Throughout onboarding, customers receive a great deal of new information, creating the possibility of confusion and a need for further guidance. For customers that run into issues, whether they are onboarding or beyond, it is important to resolve these problems in a timely, satisfactory manner to avoid escalation and a sour customer relationship. 

In the unfortunate event of an escalation, the ability to identify escalation trends is critical to prevent the same mistakes from repeating. 

Tracking the volume of tickets and types of escalations can help you identify patterns and take the appropriate next steps. While you should always aim to resolve escalations quickly, you should also use the information to improve your messaging and processes. 

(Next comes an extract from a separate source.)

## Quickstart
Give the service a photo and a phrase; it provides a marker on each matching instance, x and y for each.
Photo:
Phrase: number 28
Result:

4. Use Data in Context for Personalized Engagement

Leveraging data to create personalized engagement is a critical step in making clients feel supported and heard. 

Key data points such as escalations, adoption rates, digital engagement, and feedback should all be tracked and recorded. Monitoring these elements will help you anticipate specific customer needs and craft the right value at the right time for the customer. 

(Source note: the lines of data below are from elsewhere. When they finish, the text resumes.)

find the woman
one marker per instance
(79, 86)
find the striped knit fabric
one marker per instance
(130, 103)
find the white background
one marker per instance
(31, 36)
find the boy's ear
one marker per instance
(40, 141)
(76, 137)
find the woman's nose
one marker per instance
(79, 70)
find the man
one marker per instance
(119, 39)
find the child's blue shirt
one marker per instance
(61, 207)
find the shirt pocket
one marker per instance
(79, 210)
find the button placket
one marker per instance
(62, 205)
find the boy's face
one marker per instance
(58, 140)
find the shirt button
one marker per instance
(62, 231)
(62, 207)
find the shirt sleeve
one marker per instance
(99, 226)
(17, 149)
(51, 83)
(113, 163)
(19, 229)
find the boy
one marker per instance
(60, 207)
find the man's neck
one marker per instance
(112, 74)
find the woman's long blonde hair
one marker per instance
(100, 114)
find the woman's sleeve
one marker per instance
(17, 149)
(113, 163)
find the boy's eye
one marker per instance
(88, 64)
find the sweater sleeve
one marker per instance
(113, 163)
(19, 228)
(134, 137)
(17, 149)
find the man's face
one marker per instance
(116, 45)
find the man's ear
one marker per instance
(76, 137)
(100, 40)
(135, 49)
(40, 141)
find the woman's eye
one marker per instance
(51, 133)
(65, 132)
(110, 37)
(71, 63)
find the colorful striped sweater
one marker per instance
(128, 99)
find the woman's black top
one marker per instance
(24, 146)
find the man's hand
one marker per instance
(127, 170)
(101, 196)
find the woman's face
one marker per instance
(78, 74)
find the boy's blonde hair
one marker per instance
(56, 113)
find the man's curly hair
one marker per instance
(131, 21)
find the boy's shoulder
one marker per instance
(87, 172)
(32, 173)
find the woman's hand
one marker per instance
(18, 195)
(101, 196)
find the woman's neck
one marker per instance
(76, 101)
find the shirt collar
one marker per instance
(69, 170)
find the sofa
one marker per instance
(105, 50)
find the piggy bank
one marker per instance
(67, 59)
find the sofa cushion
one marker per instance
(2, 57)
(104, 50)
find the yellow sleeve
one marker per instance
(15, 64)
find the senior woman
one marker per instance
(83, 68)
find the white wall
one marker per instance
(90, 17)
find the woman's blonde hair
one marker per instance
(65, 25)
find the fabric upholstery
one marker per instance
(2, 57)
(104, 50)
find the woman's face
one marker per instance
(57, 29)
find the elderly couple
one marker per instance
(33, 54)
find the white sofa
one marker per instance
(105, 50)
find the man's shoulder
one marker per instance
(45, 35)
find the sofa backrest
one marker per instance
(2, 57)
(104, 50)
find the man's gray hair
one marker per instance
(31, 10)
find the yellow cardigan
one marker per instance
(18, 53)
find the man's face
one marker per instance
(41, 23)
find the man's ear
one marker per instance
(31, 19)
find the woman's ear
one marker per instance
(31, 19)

5. Establish an Early Warning System to Identify Concerning Trends

Just as collecting data can let you know when a customer is healthy and active, it can also alert you to alarming patterns. 

Declining product usage, a high number of open support tickets, and low net promoter scores are just some of the red flags that can point towards trouble. Early warning systems are a key component of today’s customer success platforms, and when they detect these problematic patterns, the system automatically notifies the CSM and the appropriate playbook is initiated, ensuring the client issue is addressed—no matter the hour.

Reducing Churn in Low-Touch Models

Darren Suomi, VP Sales at HootSuite during the Sales 2.0 event gave a tip regarding the self-service model and how to adjust it to reduce churn.

Darren claimed that in a self-service model (or low-touch model) like HootSuite, once they find out who their active users are in their service, they proactively reach out to them and ensure that they’re referring them to the right toolsets, plans, or educational resources to help them get the most out of their platform.

This can be done only after getting the right metrics, cohort analysis, and finding your most engaged customers - HootSuite naturally does this via social media, and that also helps guide their general audience (those who are reached by the same posts) on how better to utilize their platform - leading to better retention and less churn.

The clear take-away to this is by using tools for cohort analysis and tracking you can find would-be engaged customers and help direct their usage of your product, and also achieve better marketing as an effect.